Pourquoi certains producteurs se focalisent-ils sur le coût du «concentrés»?
Alors que les plateaux télévisés présentent très souvent des producteurs de lait ou de viande qui se plaignent du «prix du concentré» de plus en plus cher, que des consommateurs se plaignent du prix de la viande ou du lait toujours de plus en plus cher, on oublie souvent qu’il y a une tendance d’offrir au cheptel peu d’aliments verts et de foin «bon marché», que le concentré devient souvent la base de la ration et non le complément; que ce concentré est fabriqué à partir de soja et de maïs acquis en devise alors que les cours mondiaux de ces produits sont très variables; que la valeur du dinar n’a fait que baisser ; d’où ces prix élevés du lait, de la viande…!
Condition pour une réduction de l’importation de fourrages et corollaire
Si on veut, et on doit chercher à réduire l’importation de fourrages et donc notre dépendance de l’extérieur, on doit engager une politique d’élevage basée sur une alimentation équilibrée du cheptel où les aliments dits grossiers (herbe sous toutes les formes qu’on vient de citer : verdure, foin, ensilage… et dans des proportions bien calculées… avec en plus une récupération de tous déchets de cultures ou d’agro-industries disponibles), comme on vient de le décrire. L’éleveur devant veiller à ce que les quantités de concentrés servis ne forment que le complément indispensable à cette ration composée d’aliments grossiers, et qu’ils ne représentent pas l’essentiel de la ration.

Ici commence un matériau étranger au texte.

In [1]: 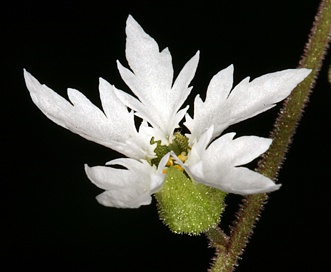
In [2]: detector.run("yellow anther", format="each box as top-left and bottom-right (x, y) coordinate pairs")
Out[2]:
(166, 157), (174, 167)
(174, 164), (184, 172)
(178, 151), (187, 162)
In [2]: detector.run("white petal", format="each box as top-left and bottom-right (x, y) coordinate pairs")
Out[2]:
(118, 16), (199, 144)
(206, 133), (272, 166)
(182, 132), (280, 195)
(185, 66), (310, 145)
(24, 70), (154, 159)
(85, 155), (169, 208)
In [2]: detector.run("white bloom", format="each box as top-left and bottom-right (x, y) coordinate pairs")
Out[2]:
(24, 16), (310, 208)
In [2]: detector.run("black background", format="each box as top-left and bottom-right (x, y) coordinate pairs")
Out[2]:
(0, 0), (331, 272)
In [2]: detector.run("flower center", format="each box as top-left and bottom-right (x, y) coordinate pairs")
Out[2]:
(151, 132), (190, 169)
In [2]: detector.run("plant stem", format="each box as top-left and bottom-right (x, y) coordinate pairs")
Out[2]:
(210, 0), (331, 272)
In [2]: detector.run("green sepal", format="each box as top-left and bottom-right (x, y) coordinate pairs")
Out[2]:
(155, 167), (226, 235)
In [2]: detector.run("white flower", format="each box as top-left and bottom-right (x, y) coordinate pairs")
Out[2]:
(24, 16), (310, 208)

En corollaire, il y a lieu de rappeler que nos systèmes de formation et d’enseignement agricole, comprennent de moins en moins de formation de zootechniciens et qu’ils sont, non seulement, peu nombreux dans nos institutions et donc, qu’on fait peu appel à leur compétence, en haut lieu pour la définition des politiques de production animale; mais qu’ils deviennent plutôt rares sur le terrain pour encadrer et accompagner l’agriculteur qui a besoin d’optimiser les coûts de son élevage et offrir sur le matché des produits compétitifs et à la portée du client tunisien.
Un appel de Jendouba auquel on ne doit pas rester sourd
En espérant que cet appel intelligent de Jendouba ne soit pas vain et qu’il soit communicatif à nos agriculteurs de Jendouba et d’ailleurs, pour que de meilleurs systèmes de production (élevage et cultures intégrés dans la même exploitation) voient le jour dans un intérêt bien partagé entre le pays, le producteur et le consommateur !
On protégera mieux l’exploitation agricole, les sols qui sont en train de perdre leur fertilité, l’eau souvent utilisée à mauvais escient; et on formera des agriculteurs qui méritent cette mission céleste dont l’a chargé le Coran :
أنشأكم من الأرض واستعمركم فيها – هود اية 1
* Ingénieur général d’agronomie, consultant indépendant, spécialiste d’agriculture/élevage de l’ENSSAA de Paris.